Week 7: The Enchantment of Márquez’s Vignettes in One Hundred Years of Solitude (Part I)

    Reading One Hundred Years of Solitude by Gabriel Garcia Márquez, I found myself enchanted by his narrative resembling something not unlike a fairy tale. In the confluence of fantastical elements and on-the-ground actualities, Marquez is able to communicate to the reader their familiar hopes and dreams, as well as experienced anguish. It is in this way it can be viewed as a fairy tale for adults — or an otherworldly tale whose morals inform our known reality. 

    Time and time again, the narrative grounds the dreamlike events which surround the day-to-day lives of his characters with human struggles including philosophy, spirituality and, at its most basic, human pitfalls. Take one of the characters in the book, the founder of Macondo José Arcadio. Through the pursuit of passionate love with his mistress—described as something like an “earthquake” (Márquez 37) —Arcadio is left with the result that he is to become a father sooner than anticipated. Such situations are commonplace throughout the book and illustrative of the follies which make us human even among a spectacular world. Not long after, when Arcadio and his eccentric friend Melquíades meet a fellow nomadic gypsy later on, a more abstract struggle is presented in the form of mortality and belonging: “He really had been through death, but [the Gypsy] had returned because he could not bear the solitude” (Márquez 55). Although the circumstances of the man being exiled from his tribe might not be relatable for all, human emotions surrounding loneliness and belonging are ubiquitous. 

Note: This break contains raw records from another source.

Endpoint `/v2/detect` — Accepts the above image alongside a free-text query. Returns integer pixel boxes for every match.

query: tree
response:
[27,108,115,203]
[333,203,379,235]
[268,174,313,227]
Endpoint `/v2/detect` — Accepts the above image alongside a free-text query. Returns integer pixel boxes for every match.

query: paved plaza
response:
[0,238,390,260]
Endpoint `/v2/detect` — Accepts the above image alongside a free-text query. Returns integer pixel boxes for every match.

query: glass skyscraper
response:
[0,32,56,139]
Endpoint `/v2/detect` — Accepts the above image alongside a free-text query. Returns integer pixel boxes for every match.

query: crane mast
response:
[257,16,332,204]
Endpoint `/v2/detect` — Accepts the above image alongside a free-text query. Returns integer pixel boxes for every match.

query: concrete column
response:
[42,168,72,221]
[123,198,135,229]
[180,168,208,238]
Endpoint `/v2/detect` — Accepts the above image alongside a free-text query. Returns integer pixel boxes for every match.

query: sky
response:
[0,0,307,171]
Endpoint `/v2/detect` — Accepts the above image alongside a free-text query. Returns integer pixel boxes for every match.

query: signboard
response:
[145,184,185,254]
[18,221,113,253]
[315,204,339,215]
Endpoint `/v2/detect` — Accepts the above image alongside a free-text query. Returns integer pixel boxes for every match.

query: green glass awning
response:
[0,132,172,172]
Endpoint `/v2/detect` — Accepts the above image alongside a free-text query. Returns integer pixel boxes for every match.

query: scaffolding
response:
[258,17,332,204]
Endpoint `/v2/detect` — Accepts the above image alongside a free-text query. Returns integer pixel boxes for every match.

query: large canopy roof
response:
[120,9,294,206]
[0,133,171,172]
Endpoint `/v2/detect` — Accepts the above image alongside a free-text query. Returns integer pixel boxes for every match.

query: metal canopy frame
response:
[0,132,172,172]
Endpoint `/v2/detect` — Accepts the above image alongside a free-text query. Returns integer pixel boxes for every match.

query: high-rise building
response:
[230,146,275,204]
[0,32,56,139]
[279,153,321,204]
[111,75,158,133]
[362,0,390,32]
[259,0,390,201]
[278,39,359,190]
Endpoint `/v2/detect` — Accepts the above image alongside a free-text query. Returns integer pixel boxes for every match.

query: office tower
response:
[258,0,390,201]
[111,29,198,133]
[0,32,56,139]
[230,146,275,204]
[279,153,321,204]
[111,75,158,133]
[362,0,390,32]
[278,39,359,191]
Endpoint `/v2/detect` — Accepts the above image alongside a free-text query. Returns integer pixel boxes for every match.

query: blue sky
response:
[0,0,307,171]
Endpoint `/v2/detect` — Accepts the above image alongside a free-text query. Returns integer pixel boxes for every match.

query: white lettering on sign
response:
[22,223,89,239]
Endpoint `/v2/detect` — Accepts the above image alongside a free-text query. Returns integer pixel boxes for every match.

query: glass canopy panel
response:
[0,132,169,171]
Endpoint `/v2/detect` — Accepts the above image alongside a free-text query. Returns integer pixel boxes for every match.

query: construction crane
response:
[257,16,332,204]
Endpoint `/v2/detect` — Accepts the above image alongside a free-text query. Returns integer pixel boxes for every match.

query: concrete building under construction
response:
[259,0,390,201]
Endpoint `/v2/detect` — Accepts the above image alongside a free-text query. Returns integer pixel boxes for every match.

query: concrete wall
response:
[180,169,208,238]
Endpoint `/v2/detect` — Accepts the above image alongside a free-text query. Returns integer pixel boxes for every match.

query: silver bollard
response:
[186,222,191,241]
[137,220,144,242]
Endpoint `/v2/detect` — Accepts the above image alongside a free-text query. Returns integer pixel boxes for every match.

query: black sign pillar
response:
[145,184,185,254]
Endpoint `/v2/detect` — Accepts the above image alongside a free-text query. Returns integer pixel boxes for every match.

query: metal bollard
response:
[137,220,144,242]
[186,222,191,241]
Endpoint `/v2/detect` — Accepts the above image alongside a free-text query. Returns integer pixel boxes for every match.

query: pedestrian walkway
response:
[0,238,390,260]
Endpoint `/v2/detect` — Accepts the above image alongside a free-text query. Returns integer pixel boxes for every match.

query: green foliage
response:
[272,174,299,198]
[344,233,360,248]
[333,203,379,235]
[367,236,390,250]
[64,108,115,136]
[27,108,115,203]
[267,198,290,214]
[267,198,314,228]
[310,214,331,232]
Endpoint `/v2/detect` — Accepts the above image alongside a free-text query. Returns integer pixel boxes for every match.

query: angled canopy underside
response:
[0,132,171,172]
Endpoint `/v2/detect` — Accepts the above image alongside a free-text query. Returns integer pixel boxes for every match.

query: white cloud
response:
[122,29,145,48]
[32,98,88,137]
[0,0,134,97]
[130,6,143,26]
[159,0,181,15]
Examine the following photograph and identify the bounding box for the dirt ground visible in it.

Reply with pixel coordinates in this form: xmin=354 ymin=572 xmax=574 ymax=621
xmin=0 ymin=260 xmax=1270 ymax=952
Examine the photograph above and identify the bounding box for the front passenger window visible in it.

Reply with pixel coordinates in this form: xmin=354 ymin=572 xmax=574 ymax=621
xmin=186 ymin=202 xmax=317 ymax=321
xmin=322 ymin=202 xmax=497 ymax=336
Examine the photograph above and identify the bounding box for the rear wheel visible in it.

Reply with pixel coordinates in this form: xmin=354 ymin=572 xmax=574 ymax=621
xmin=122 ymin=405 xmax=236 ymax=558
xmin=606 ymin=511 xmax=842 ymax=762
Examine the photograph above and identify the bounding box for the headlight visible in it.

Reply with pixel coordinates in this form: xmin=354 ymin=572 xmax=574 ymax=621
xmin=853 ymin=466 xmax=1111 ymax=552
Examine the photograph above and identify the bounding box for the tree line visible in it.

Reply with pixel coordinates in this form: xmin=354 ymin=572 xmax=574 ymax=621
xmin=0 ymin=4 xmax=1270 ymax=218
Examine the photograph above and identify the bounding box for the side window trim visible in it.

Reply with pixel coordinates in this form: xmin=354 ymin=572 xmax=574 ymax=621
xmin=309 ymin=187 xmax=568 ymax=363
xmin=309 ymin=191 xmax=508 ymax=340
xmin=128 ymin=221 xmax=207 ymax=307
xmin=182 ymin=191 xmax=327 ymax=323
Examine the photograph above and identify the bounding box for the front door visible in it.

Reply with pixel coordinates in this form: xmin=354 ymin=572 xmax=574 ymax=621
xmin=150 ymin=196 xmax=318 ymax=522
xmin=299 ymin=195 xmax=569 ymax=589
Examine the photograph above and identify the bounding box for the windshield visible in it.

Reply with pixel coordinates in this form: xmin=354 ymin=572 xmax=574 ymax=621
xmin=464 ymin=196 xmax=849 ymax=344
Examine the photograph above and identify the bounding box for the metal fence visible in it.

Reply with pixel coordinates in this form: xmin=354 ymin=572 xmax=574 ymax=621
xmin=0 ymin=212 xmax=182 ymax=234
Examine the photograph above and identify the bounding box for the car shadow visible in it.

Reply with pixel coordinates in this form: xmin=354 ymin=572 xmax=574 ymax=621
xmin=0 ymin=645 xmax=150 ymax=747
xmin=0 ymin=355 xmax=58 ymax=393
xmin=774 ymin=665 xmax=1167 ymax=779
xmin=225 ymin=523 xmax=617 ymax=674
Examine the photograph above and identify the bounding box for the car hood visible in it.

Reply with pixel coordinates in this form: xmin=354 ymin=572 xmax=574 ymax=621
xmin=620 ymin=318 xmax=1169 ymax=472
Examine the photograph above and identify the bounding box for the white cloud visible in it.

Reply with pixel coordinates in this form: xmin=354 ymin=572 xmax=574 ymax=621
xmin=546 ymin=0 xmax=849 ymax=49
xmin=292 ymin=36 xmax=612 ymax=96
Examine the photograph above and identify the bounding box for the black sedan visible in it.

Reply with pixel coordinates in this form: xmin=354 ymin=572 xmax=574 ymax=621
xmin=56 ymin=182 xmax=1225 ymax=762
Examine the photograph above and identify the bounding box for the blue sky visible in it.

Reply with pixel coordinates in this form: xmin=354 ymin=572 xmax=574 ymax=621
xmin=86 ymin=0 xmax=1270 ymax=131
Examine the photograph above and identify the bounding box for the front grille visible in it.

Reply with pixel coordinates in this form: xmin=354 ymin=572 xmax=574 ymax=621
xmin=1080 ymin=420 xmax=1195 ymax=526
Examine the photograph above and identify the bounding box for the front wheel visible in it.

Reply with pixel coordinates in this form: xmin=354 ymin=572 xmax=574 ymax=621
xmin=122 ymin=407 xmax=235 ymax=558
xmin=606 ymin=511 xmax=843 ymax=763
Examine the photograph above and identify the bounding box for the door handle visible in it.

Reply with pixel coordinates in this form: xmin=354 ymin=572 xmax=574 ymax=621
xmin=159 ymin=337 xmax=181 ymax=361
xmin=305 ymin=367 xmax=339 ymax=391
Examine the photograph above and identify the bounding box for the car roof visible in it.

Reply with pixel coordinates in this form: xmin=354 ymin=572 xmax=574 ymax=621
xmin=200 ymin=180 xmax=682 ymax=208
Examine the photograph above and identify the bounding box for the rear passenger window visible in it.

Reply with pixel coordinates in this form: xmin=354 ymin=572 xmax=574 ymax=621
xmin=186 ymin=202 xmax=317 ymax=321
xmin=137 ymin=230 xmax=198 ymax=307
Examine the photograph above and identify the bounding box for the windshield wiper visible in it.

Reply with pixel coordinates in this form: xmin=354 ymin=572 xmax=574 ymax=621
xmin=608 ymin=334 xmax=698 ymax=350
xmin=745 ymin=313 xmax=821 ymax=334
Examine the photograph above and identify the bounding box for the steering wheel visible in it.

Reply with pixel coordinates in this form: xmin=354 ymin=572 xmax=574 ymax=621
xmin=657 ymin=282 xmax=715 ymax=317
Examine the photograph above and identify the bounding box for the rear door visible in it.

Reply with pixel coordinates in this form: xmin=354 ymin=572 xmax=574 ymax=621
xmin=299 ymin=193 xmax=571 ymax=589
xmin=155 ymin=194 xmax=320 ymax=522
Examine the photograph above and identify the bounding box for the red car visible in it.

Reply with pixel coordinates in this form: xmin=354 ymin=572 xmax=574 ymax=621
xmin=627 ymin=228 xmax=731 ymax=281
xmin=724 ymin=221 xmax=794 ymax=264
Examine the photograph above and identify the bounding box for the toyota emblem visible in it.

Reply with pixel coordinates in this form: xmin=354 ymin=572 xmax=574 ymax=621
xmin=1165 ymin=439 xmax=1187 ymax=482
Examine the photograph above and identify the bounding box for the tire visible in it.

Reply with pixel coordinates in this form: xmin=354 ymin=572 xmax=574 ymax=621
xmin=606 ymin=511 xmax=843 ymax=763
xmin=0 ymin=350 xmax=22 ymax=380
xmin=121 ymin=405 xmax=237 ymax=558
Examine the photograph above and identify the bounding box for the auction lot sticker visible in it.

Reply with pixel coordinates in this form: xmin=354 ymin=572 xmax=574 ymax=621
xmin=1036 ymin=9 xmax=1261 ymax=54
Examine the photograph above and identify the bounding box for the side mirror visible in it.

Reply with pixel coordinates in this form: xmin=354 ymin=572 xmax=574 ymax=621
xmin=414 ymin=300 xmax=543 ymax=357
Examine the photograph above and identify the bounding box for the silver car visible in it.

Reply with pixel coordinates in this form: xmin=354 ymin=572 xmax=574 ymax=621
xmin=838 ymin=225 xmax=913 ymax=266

    Throughout its pages, the narrative refutes the assumption of the reader that it is an escapist fairy tale; in this sense One Hundred Years of Solitude is more honest than one, as the story chooses not to shy away from the dark side of humanity. In its rendition of how women are abused in the real world, the character Aureliano crosses paths with a girl who is forced into prostitution by her grandmother. “He felt an irresistible need to love her and protect her,” Aureliano soon finds; and his overpowering desire for the girl drives him into wishing to “marry her in order to free her from the despotism of her grandmother” (Márquez 58). It is only after reaching this conclusion, and coming back the next day, that he finds the girl has left town and is subject to the same tragic fate. 

    By the end of reading Part I of One Hundred Years of Solitude, I found the tales of Márquez as highlighting the author’s belief in universal humanity. In keeping with this idea, my question for the class would be if you found any of the vignettes speak to your own human struggles or experiences, or if they remained more magical than real. S

One thought on “Week 7: The Enchantment of Márquez’s Vignettes in One Hundred Years of Solitude (Part I)

  1. “I found the tales of Márquez as highlighting the author’s belief in universal humanity”. This is an interesting idea, though debatable. The narrative threads of each character within the novel are superimposed to leave us with an image, like in a tapestry, where the dreams and actions of each one give us moments of joy, but which form a picture with less hope as a whole. I like the way you follow those threads in your reading. I don’t know whether to qualify it as a fairytale, even if it’s for adults. Dr. Beasley talks about something related in the second video about Gabriel García Márquez.